From: Kenna
To: The Official Shadow People Archives
Sent: Tuesday, May 25, 2010 3:41:08 PM GMT -05:00 US/Canada Eastern
Subject: Shadow people experience

Hello. This experience is instilled in my mind and basically I think about it a lot. First of all, I have lost many people in my life and have always had strange dreams about death and those who have died. I even have dreamt of my own funeral. The spiritual world fascinates me. I have been in a few places that have been "supposedly haunted". I, for one, believed them to be true. Its almost like you can feel it in your body, in the air and in your brain. Coming from those types of experiences when this shadow appeared to me, I knew it was real.

I have had sleeping problems for many years, now I tend to take a sleep aid so that I get a full nights rest, or maybe because I don't like waking up at 3am, the whole "witching hour" concept terrifies me. Maybe watching too many movies gave me the creeps. I am only 29 years old. I guess I have an overactive mind. I think about everything before I go to bed and this particular night was no different.

I fell asleep next to my boyfriend who sleeps like a rock. When I woke up around 3am, I was frozen with fear. This shadow figure float above me; it was a thick mass but human form though I knew that it was not a human hovering above me.

I was cold and terrified to death. The air in the room felt thick and took the air out of my lungs. I couldn't move or even think. I stared at this thing for what felt like 10 minutes, but I know that it was probably only 30 seconds at the most. I clinched my boyfriend as if it were my last breath. He lay there passed out as if he were drugged. As I tugged for him to wake up, I threw myself under the covers. It was all I could think of to do.

Growing up you always feel like a blanket is your personal shield from evil. Nothing could take you away into the night. As I lay under the covers, clearly not a child because I was 28 years old at the time, I felt paralyzed and helpless. I could feel this shadow in the room watching me. Even though I never saw its eyes, I knew it could see me and I knew that it knew I could see it.

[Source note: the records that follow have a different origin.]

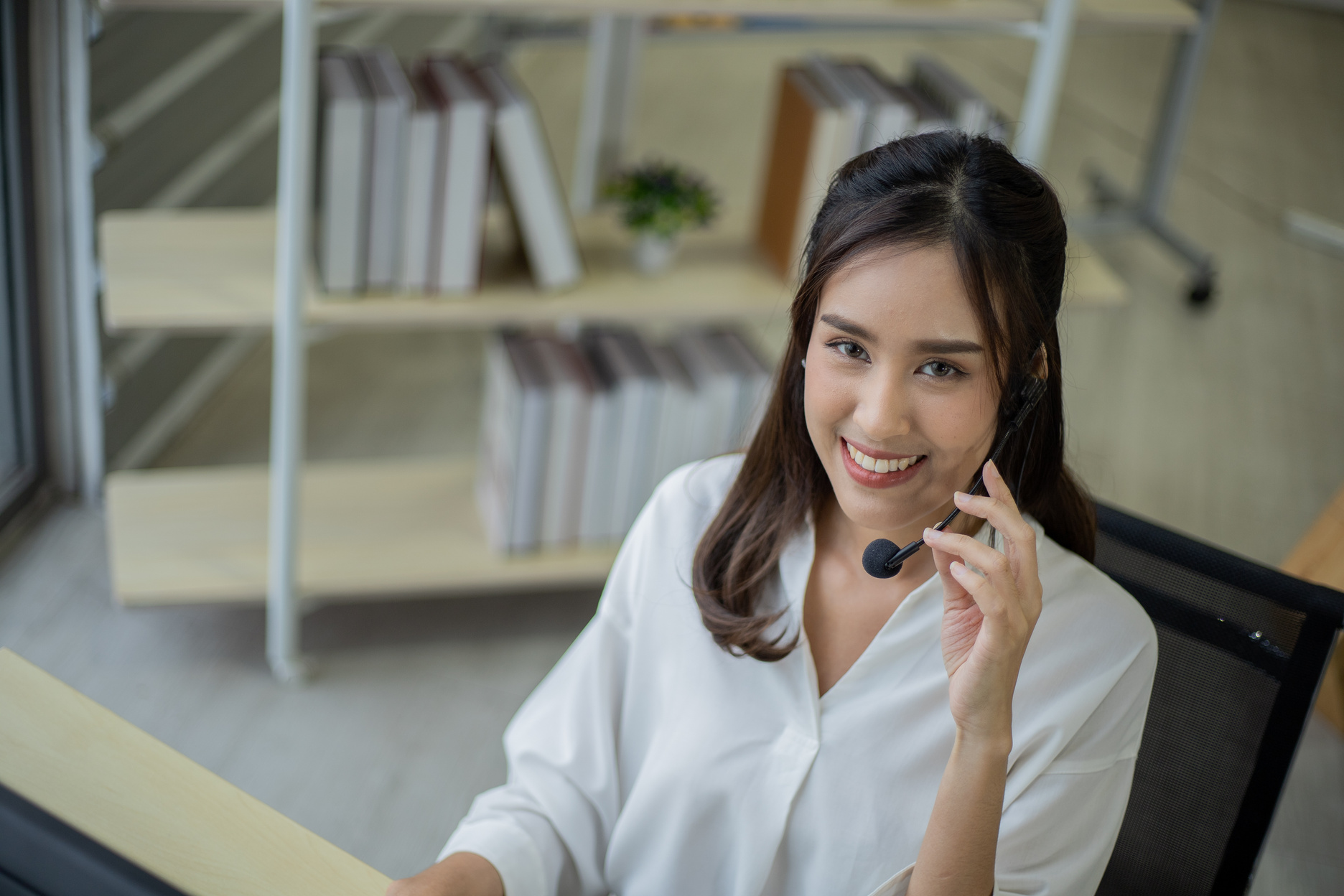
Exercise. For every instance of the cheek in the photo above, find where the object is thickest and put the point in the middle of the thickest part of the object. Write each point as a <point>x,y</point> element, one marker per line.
<point>960,424</point>
<point>827,401</point>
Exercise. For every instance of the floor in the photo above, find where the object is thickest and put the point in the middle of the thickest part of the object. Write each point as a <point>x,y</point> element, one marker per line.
<point>1225,424</point>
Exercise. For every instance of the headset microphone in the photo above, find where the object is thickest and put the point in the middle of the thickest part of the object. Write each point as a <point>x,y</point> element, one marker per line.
<point>882,559</point>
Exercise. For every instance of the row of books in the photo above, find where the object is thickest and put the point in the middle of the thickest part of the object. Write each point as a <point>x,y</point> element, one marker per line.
<point>406,157</point>
<point>829,112</point>
<point>576,434</point>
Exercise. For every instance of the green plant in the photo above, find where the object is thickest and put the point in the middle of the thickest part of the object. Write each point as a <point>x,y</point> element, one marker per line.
<point>663,199</point>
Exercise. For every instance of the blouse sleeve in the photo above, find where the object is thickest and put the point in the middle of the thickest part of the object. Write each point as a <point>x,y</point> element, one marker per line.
<point>549,825</point>
<point>1057,834</point>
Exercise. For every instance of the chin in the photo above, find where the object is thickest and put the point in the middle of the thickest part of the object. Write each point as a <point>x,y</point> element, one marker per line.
<point>886,510</point>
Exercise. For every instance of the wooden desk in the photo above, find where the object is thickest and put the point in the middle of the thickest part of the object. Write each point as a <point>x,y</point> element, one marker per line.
<point>1320,558</point>
<point>152,805</point>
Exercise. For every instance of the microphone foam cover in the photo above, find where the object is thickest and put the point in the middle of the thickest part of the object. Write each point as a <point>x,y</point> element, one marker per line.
<point>875,559</point>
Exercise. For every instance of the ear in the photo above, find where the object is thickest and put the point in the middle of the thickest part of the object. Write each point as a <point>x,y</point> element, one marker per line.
<point>1040,363</point>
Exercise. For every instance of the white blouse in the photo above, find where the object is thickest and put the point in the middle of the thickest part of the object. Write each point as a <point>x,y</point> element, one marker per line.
<point>652,763</point>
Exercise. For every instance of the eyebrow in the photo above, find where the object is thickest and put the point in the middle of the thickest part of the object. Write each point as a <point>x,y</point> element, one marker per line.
<point>847,325</point>
<point>948,347</point>
<point>924,347</point>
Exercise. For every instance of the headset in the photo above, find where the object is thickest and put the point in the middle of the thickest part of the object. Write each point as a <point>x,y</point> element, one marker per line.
<point>882,559</point>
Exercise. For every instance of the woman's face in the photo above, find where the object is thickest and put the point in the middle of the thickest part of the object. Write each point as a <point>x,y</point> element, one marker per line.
<point>900,398</point>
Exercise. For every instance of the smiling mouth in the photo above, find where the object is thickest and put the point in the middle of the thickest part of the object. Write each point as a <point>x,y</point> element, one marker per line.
<point>883,465</point>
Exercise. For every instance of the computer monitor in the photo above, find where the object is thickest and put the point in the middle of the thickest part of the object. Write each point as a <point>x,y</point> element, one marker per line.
<point>43,856</point>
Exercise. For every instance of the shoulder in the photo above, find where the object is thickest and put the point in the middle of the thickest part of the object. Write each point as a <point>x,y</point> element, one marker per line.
<point>1089,668</point>
<point>690,498</point>
<point>653,564</point>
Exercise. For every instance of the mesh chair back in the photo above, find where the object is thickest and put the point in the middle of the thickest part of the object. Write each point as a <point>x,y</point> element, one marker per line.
<point>1241,652</point>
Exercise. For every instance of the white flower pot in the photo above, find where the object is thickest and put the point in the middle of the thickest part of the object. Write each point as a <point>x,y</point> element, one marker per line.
<point>652,253</point>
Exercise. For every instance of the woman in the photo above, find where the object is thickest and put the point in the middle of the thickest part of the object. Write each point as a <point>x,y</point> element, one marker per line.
<point>750,712</point>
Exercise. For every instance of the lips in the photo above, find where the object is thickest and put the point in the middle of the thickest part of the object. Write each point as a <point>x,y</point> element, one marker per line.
<point>879,472</point>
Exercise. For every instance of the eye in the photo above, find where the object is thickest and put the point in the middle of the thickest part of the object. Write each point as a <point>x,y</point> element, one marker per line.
<point>850,350</point>
<point>938,370</point>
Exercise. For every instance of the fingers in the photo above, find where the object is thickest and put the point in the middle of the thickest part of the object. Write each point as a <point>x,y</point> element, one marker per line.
<point>995,566</point>
<point>999,507</point>
<point>1000,510</point>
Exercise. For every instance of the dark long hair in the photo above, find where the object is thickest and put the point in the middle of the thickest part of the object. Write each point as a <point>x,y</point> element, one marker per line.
<point>1007,230</point>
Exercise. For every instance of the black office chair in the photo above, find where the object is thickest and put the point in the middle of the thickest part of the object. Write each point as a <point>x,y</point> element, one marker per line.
<point>1241,653</point>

I grew up Catholic but do not currently go to church although, I still maintain a healthy relationship with God. I pray nightly and feel as if God has protected me well throughout my life. All I could do at this moment was pray. I prayed to God all night under the covers. I didn't dare uncover my head because the blanket and God was the only thing protecting me. We were safe underneath. Finally, the next day came and of course people think I am looney when I tell them the story of this shadow.

This never happened again. I have actually moved and have never felt this feeling in my new home. The old home made me nervous, I still felt as if the shadow was watching me. Even though it never came back, something was not right but, see, I don't think the home was haunted. I just don't know what to think. My ex died before the experience and I almost felt like, maybe, it was him. He wasn't the best person in the world and he never got over me. Couldn't stand the fact I left. I don't know if this is even possible though he never lived in the home.

So that is my story. Not sure what you can make of it, but knowing other people have experienced things too makes me feel a little less crazy.